The aim of this paper is to show that Polybius’ levy for 225 BC and his numbers for the Roman army at Telamon are flawed, thereby highlighting the fact that Polybius did not properly understand the organisation and distribution methodology of the Roman army.
I've modified the Telamon campaign. My figure for Orosius was 600 men short of Orosius' original figure of 325,800 men. However, I forgot about the ancient historian’s habit of rounding the numbers so if the figure of 28,800 Campanian infantry was rounded to 29,000 infantry, then after adding the 5,400 Campanian cavalry this gives a total of 34,400 men, which is then multiplied by three for a total of 87,000 Campanians. Then when added with the rest, the final figure amounts to Orosius’ figure of 325,800 men consisting of:

Roman infantry 210000 men

Campanian infantry 87000 men

Roman cavalry 12600 men

Campanian cavalry 16200 men

Total 325800 men

It would appear Orosius is following Polybius in multiplying the number of Campanians by three.

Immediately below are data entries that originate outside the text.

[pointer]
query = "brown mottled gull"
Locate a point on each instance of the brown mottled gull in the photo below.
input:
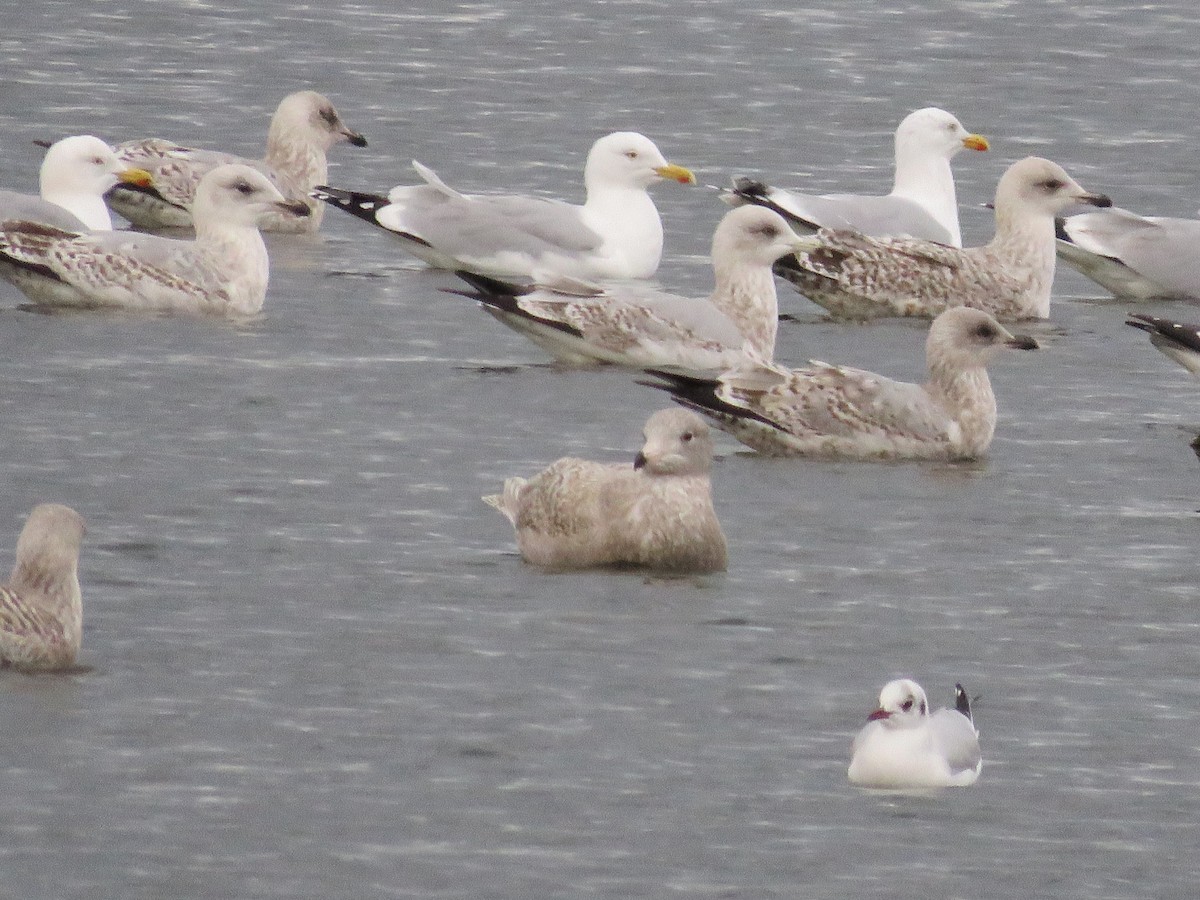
(856, 276)
(840, 412)
(75, 175)
(41, 609)
(223, 271)
(922, 203)
(1134, 257)
(305, 127)
(905, 747)
(657, 514)
(633, 324)
(616, 233)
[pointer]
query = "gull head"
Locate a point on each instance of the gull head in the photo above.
(240, 196)
(963, 339)
(677, 443)
(84, 166)
(1042, 189)
(903, 705)
(627, 159)
(753, 235)
(935, 132)
(48, 547)
(313, 117)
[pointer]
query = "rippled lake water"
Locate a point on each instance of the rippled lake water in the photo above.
(317, 665)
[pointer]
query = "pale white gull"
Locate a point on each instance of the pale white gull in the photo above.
(631, 324)
(840, 412)
(855, 276)
(305, 127)
(1177, 340)
(922, 204)
(76, 173)
(657, 514)
(616, 233)
(904, 747)
(41, 607)
(223, 271)
(1134, 257)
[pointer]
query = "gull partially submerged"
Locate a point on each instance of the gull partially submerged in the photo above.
(856, 276)
(633, 324)
(223, 271)
(304, 129)
(76, 172)
(905, 747)
(922, 204)
(41, 607)
(657, 514)
(840, 412)
(616, 233)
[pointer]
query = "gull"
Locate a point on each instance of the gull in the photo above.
(1134, 257)
(839, 412)
(225, 270)
(41, 609)
(1177, 340)
(616, 233)
(855, 276)
(634, 325)
(75, 175)
(922, 203)
(305, 127)
(657, 514)
(904, 747)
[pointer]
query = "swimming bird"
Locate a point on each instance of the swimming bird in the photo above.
(631, 324)
(904, 747)
(1132, 256)
(657, 514)
(76, 172)
(839, 412)
(305, 127)
(856, 276)
(1177, 340)
(223, 271)
(922, 204)
(616, 233)
(41, 607)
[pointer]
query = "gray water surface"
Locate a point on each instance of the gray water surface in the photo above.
(318, 667)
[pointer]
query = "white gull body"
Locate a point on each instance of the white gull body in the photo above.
(657, 514)
(223, 271)
(76, 172)
(922, 204)
(839, 412)
(41, 607)
(1134, 257)
(856, 276)
(631, 324)
(616, 233)
(905, 747)
(304, 129)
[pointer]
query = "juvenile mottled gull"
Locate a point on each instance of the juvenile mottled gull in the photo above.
(657, 514)
(904, 747)
(834, 411)
(41, 609)
(631, 324)
(75, 175)
(1134, 257)
(856, 276)
(1177, 340)
(616, 233)
(222, 271)
(305, 127)
(922, 203)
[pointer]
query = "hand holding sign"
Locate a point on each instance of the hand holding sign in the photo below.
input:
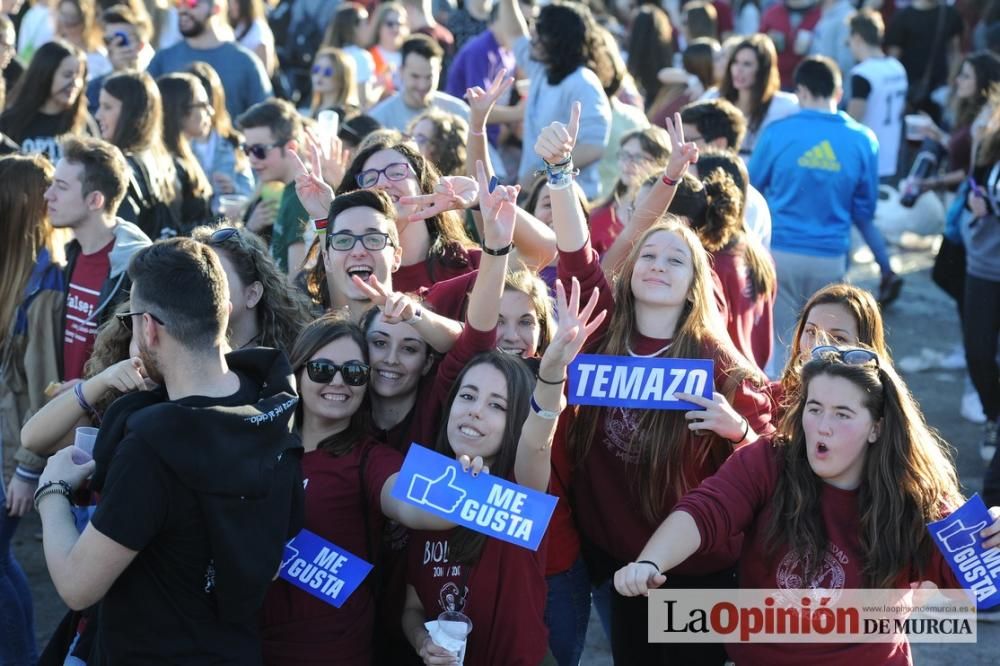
(440, 493)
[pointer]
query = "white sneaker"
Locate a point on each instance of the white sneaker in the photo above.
(972, 409)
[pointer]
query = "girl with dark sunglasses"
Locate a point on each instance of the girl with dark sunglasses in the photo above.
(839, 500)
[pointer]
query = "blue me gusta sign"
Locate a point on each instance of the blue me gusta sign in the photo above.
(638, 382)
(485, 503)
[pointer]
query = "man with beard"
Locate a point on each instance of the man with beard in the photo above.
(243, 75)
(199, 492)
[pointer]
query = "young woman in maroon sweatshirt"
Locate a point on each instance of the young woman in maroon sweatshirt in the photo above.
(840, 500)
(624, 469)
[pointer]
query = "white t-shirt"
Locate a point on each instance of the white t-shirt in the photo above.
(886, 99)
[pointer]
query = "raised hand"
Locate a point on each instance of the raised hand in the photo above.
(638, 578)
(575, 326)
(481, 102)
(451, 193)
(556, 142)
(682, 153)
(499, 209)
(314, 193)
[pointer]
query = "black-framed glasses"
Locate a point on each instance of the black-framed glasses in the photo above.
(344, 241)
(259, 150)
(323, 370)
(395, 172)
(125, 319)
(848, 355)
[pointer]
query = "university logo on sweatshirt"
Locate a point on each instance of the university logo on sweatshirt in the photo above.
(820, 156)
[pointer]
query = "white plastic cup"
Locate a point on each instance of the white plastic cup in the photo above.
(455, 627)
(916, 123)
(83, 442)
(233, 205)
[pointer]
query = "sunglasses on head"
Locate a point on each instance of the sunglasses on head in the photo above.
(125, 319)
(259, 150)
(322, 371)
(395, 172)
(848, 355)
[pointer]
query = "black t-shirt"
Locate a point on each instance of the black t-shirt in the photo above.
(42, 136)
(913, 31)
(161, 609)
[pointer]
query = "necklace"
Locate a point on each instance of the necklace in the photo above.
(628, 348)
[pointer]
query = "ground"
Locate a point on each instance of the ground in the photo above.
(923, 319)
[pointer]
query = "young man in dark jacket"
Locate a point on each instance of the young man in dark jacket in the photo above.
(200, 480)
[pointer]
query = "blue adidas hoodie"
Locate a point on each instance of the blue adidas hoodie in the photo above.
(819, 173)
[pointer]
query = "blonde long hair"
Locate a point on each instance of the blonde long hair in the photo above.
(663, 438)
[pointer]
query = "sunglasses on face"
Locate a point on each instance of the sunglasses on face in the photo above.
(322, 371)
(125, 319)
(850, 356)
(259, 150)
(344, 241)
(395, 172)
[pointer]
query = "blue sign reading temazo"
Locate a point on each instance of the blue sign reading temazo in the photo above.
(484, 503)
(637, 382)
(977, 568)
(325, 571)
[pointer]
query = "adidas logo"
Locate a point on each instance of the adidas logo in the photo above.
(820, 156)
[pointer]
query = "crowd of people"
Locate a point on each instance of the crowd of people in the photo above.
(264, 247)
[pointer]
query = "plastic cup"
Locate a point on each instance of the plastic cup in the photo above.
(83, 445)
(455, 628)
(916, 123)
(233, 205)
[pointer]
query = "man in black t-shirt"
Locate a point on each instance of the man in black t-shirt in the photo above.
(198, 494)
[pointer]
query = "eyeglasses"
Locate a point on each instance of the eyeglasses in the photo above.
(395, 172)
(259, 150)
(322, 371)
(125, 319)
(848, 355)
(344, 241)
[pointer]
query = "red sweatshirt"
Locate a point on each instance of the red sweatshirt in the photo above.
(735, 501)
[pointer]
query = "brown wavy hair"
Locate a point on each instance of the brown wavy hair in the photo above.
(663, 439)
(908, 479)
(767, 82)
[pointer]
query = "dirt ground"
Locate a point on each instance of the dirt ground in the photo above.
(923, 319)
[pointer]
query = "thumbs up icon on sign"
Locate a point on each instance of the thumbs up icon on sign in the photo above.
(440, 493)
(957, 536)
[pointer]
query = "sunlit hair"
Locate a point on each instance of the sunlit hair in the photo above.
(344, 78)
(528, 283)
(464, 545)
(908, 480)
(178, 91)
(448, 239)
(24, 231)
(314, 337)
(34, 88)
(666, 449)
(766, 83)
(282, 311)
(447, 149)
(863, 308)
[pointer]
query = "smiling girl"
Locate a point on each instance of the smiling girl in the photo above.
(840, 500)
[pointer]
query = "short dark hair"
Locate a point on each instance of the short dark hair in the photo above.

Previously I’ve concluded for the Telamon campaign that there was in total fourteen legions levied (seven Roman and seven allied). This has been changed to twelve legions. By taking into account Polybius’ claim that the number of allied infantry was equal to that of the Roman legions, the problem becomes obvious. The twelve Roman legions listed by Polybius should be corrected to read six Roman legions and six allied legions. With the six Roman legions amounting to 30,000 men, Polybius’ figure of 30,000 allied infantry allocated to the each consular army and the reserve army represents the total number of allied infantry for six allied legions each of 5,000 men. In this manner Polybius had erroneously increased the number of Roman legions from six to twelve legions and the total number of allied infantry from 30,000 allied infantry to 90,000 allied infantry.

Following Roman protocol, each consul commanded four legions (two Roman and two allied), and a praetor two legions (one Roman and one allied), thereby giving a total of ten legions. For the praetor stationed in Etruria, Polybius has allocated the praetor with a force of 50,000 infantry and 4,000 cavalry, which equates to ten legions each of 5,000 men. This can only mean the 50,000 infantry Polybius has allocated to Etruria represents the total force of ten legions (five Roman and five allied) under the command of two consuls and one praetor present at the battle of Telamon. With ten legions operating in Etruria, this leaves the reserve army at Rome consisting of two legions (one Roman and one allied). In total, for the Telamon campaign twelve legions each of 4,800 men were levied, for a total of 64,800 men (57,600 infantry and 7,200 cavalry).

Roman Army

Infantry 57600 men

Roman cavalry 1800 men

Allied cavalry 5400 men

Total 64800 men

When the 57,600 infantry are multiplied by ten, the figure of 567,000 represents in the Pythagorean cosmos the distance from Earth to Mars (4½ tones). The 7,200 cavalry are governed by the Pythagorean zodiac and the five elements.